Not quite the harem of women solution, however, I’m pretty sure that option would have its own host of challenges too.
Insider trading in the world of stocks and corporations is very frowned upon. In fact, as Martha Stewart and many others can attest, you can face major fines and even prison sentences for indulging in that practice.
But, in real estate, you have the ability to go out and become a market expert. You can learn about ways to maximize the value of a property and build equity where others just don’t see it. You can learn about changes or improvements or developments in an area that based on your research can have a real financial effect on the community and may have a positive effect on sale prices and/or rental demand.
Sometimes I hear how hard it is to learn about a community and become that expert. But, with social media, the internet and networking the old fashion way, such as going to city hall, reading the local papers and going to local investor groups, it really doesn’t take that long to understand a market.
As a realtor, I have the advantage of seeing more properties then most. I also ask tenants when I see them why they chose that area, do they like it, and are they planning on staying. I do that even more when I see the kind of tenants I would want in my place.
There have been investment opportunities that I have passed on based on the research I have done on the area. I discovered that some tenants that I would have wanted, were ready to leave the area. That, along with other due diligence we did was enough to get us to walk from the deal.

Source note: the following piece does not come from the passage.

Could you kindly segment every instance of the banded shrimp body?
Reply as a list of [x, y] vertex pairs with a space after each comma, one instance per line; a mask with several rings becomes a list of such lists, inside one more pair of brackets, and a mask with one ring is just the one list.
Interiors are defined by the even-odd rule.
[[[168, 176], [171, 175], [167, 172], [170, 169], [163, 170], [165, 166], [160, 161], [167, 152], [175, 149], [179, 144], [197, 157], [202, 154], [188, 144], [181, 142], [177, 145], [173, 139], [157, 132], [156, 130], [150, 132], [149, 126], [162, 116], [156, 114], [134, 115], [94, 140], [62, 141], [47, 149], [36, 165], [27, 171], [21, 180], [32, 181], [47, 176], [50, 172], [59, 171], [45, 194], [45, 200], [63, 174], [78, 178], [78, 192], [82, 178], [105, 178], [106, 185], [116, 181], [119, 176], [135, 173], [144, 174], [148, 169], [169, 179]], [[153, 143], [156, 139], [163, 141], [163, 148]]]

There are plenty of opportunities all over the place. Even within one city there are almost unlimited opportunities. Don’t just jump at the first opportunity that comes to you.
The best news of all. Once you have learned about a particular community, and have decided that it is a place you want to invest, you are ready to take action. You can repeat the process over and over. One day, I expect to own a cluster of properties in my desired areas. Don Campbell says to make your investments boring. Find a strategy that works, do it, then repeat. I constantly need to remind myself of that very thing. It is so much more exciting to think about new builds, large multiplex deals, and new markets.
But being a market expert in Durham Region Ontario, I know how to create wealth here. It is cool to think that if all hell breaks loose and I lost all of my wealth, I know I can recreate it and get back to where I am now. That’s a cool feeling to have.
If only Martha Stewart had focused on cash flow generating properties instead of stocks, she might have been able to avoid that prison cell and made just as much wealth. And, as Martha would say, that is a good thing.